Soon, more and more families began enrolling their children in school. After Holt Vietnam staff reached out to families, the number who signed up for school lunch also grew from just 10 percent to over half the enrolled students.
“At school, children eat rice with vegetables and different proteins such as chicken or tofu,” the principle explained. “For poorer families, lunch [at home] is not as nutritious.”
Looking at the preschoolers, they are clearly well cared for and loved. They are full of playful energy and have that twinkle in their eyes — the twinkle of health and vitality. A few adorable little potbellies poke from beneath polka dot dresses, and they are as tall as 3 and 4 and 5-year-olds should be.
“They weigh and check the height of the children every three months,” says Ms. Dzung Truong, Holt Vietnam’s supervisor for the southern region. “At the end of the school year, the families thanked the head mother of the school because the children’s health had improved.”
At school, the children learn to write letters. They dance and sing and tell stories. They learn about hygiene and practice washing their hands while the teacher observes. And today, during our visit, they color pictures for their sponsors in the U.S.
This is a new feature of Holt’s sponsorship program and one that Holt Vietnam has led the way in over the past several months. Soon, sponsors of children living in Vietnam — as well as Cambodia, China, India, Mongolia, Thailand and the Philippines — will receive personalized updates such as colored pictures or letters from their sponsored child. Sponsors of children in Ethiopia will begin receiving these updates in early 2015. Most sponsors will receive at least one additional update from their child every year —adding to the quarterly updates they already receive from Holt. As Holt’s overseas program staff receive more training and improved technology, we hope to continue expanding and improving communications between sponsors and their sponsored child.

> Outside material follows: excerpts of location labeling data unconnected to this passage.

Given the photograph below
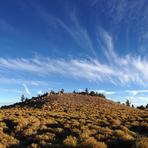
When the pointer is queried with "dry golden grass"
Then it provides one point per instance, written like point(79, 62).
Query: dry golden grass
point(73, 120)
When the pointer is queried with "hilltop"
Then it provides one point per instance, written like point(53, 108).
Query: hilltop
point(72, 120)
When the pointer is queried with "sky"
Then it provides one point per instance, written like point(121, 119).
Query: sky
point(74, 44)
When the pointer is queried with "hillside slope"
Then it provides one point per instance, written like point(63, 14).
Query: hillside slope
point(72, 120)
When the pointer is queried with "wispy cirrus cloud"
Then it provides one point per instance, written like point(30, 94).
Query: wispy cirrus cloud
point(117, 70)
point(73, 27)
point(26, 89)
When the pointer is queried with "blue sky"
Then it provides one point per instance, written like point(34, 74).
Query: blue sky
point(73, 44)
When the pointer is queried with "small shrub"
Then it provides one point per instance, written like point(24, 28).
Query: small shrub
point(93, 143)
point(70, 141)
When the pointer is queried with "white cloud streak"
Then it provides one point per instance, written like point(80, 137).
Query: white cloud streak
point(26, 89)
point(118, 70)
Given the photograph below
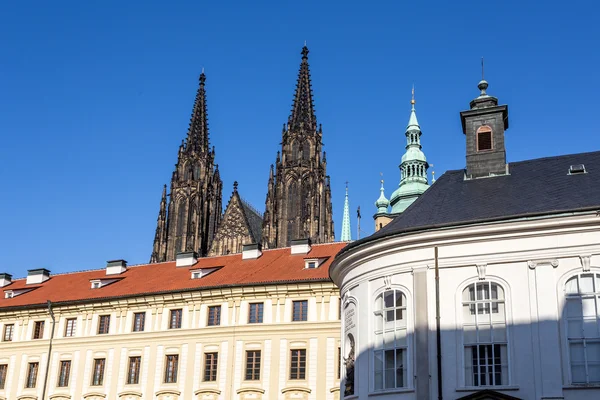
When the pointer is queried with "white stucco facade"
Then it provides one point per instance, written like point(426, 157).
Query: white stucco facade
point(520, 267)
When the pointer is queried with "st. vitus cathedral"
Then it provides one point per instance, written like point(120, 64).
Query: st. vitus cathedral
point(298, 203)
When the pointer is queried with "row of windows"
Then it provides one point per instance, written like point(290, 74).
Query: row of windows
point(211, 361)
point(255, 316)
point(485, 335)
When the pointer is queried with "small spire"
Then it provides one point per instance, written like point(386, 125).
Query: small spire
point(346, 232)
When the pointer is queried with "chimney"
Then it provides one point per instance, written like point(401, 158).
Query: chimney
point(251, 251)
point(116, 267)
point(5, 279)
point(37, 276)
point(186, 259)
point(300, 246)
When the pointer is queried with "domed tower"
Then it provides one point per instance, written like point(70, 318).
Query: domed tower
point(413, 168)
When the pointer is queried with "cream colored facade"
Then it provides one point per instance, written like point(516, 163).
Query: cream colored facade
point(275, 337)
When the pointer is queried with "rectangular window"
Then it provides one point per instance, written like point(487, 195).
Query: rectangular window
point(3, 371)
point(256, 313)
point(38, 330)
point(9, 329)
point(32, 375)
point(300, 310)
point(171, 368)
point(133, 372)
point(139, 321)
point(63, 376)
point(298, 364)
point(214, 315)
point(98, 372)
point(253, 365)
point(210, 366)
point(175, 320)
point(103, 324)
point(70, 327)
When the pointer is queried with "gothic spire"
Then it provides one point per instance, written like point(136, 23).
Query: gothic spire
point(346, 231)
point(197, 139)
point(303, 112)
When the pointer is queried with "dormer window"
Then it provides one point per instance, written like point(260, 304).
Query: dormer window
point(484, 138)
point(312, 263)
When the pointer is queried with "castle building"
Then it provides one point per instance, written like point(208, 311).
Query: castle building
point(298, 203)
point(192, 217)
point(248, 326)
point(487, 286)
point(413, 175)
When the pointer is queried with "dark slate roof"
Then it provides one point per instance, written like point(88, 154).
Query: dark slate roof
point(254, 221)
point(533, 187)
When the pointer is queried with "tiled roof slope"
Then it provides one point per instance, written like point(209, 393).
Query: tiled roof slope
point(274, 266)
point(532, 188)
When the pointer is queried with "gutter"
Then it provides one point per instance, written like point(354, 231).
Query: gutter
point(49, 350)
point(438, 331)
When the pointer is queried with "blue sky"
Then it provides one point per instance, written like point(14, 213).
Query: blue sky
point(95, 97)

For the sponsors who will receive the pictures that the children at Long Hung School are now coloring, this small and heartfelt gesture adds meaning, helps remove distance and reminds them of the child they support through monthly giving. For the children in sponsorship, the coloring activity also helps them realize that their sponsor is a real person — a person who cares about them and who will lovingly tack their picture to their wall when they receive it in the mail.
Through their monthly $30 donation, the sponsors of children at Long Hung School are helping them to grow and thrive and reach their full potential in life. And as the children stand with their teachers in front of their school, waving goodbye, it’s abundantly clear how sponsorship truly impacts the life of a child. Because here, in this little farming community in southern Vietnam, these 141 children are happy and healthy and have everything they need to succeed in life.
“On behalf of the children,” says the principle, “we want to thank you.” We second that.